Darling’s Barbie collection has three key subcategories: the Moschino dolls (a more recent addition), dolls with a hair or makeup-play element (what she collected in New York when space was limited), and the 1980s dolls in their pink packaging that she adored as a child. One particularly interesting find is an admittedly creepy mid-century wearable mask of Barbie’s face. “It’s so uncanny valley. But it’s like, I want to be Barbie. You can be Barbie. Everyone can be Barbie.”
One thing is clear: this is no passing fad. Long after Barbie comes out and Margot Robbie stops dressing like vintage dolls, Darling will still be living in her pink world.
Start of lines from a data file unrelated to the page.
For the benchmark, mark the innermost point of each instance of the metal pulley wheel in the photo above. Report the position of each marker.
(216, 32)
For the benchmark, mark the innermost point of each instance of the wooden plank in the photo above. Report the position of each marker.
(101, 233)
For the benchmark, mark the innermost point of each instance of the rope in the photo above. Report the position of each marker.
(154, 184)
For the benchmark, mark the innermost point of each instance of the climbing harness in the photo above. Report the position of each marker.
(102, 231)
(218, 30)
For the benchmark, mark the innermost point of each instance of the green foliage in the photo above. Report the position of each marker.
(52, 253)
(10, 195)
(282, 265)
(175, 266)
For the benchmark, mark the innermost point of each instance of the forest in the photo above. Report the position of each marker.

Is she daunted by the prevalence of the trend? “People are coming up to me, saying ‘Oh, I love your Barbiecore look,’” Darling says. “It’s like, ‘Well, thank you. I’ve been doing it for quite a long time.’ At first you’re like, Oh God, do I need to change my look? If everyone else is doing it, do I need to do something else until it falls out of fashion and I can do it again? But I’m just doubling down: everything pink.”